Being accepted is the milestone; the engineering starts now. That provenance guarantee — this binary came from that repository — is exactly what makes the integration non-trivial. SignPath doesn't sign whatever you upload; it signs what your pipeline provably built. Which means the work ahead of us looks like this:

  • Restructuring the release workflow so the Windows artifacts flow from CI through SignPath and back before they're published — signing becomes a pipeline stage, not an afterthought.
  • Getting the build to verify cleanly. The link between the public repo and the submitted binary has to hold up to SignPath's checks, and desktop app builds have a way of accumulating steps that make provenance harder to trace than it should be.
  • Not breaking releases while we do it. Tabularis ships roughly every two weeks, and that cadence doesn't pause for plumbing work.

We'd rather tell you this now and write the "it's live" post when it's actually live, than quietly flip a switch and hope nobody checks the dates. If you're curious how it goes, the work will happen in the open like everything else — watch the repo.

What will change for you

Once the integration lands, if you're on Windows:

  • SmartScreen stops interrogating you.
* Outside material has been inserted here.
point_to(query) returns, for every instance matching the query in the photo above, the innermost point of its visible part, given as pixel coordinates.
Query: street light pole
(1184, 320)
The installer will carry a valid signature, so new releases install like any other signed software — no "unknown publisher", no "Run anyway".
  • The publisher name means something. The signature identifies the build as coming from the Tabularis open-source repository, certified by the SignPath Foundation.
  • Tampering is detectable. If a downloaded installer has been modified anywhere between our CI and your disk, the signature breaks and Windows tells you.

If you're on macOS or Linux, nothing changes today — but fewer scary dialogs on any platform makes the whole project easier to recommend, and that helps everyone.

In line with the program's terms, we'll be adding the credit to our README: free code signing provided by SignPath.io, with a certificate from the SignPath Foundation. It's the easiest attribution requirement we've ever agreed to, given that the alternative was a recurring bill.

Finding Tabularis useful? Star it on GitHub — it takes a second and helps more developers discover the project. Star on GitHub

The usual thank-you, because it keeps being deserved

To the SignPath team: thank you for running a program that fixes a genuinely broken part of open-source distribution, and for an acceptance process that was thorough about the right things — code provenance and project health — rather than paperwork.

And to everyone who's starred the repo, filed a bug, built a plugin, or translated a string: programs like this accept projects that look alive, and Tabularis looks alive because of you. One "Run anyway" at a time, we're becoming real software.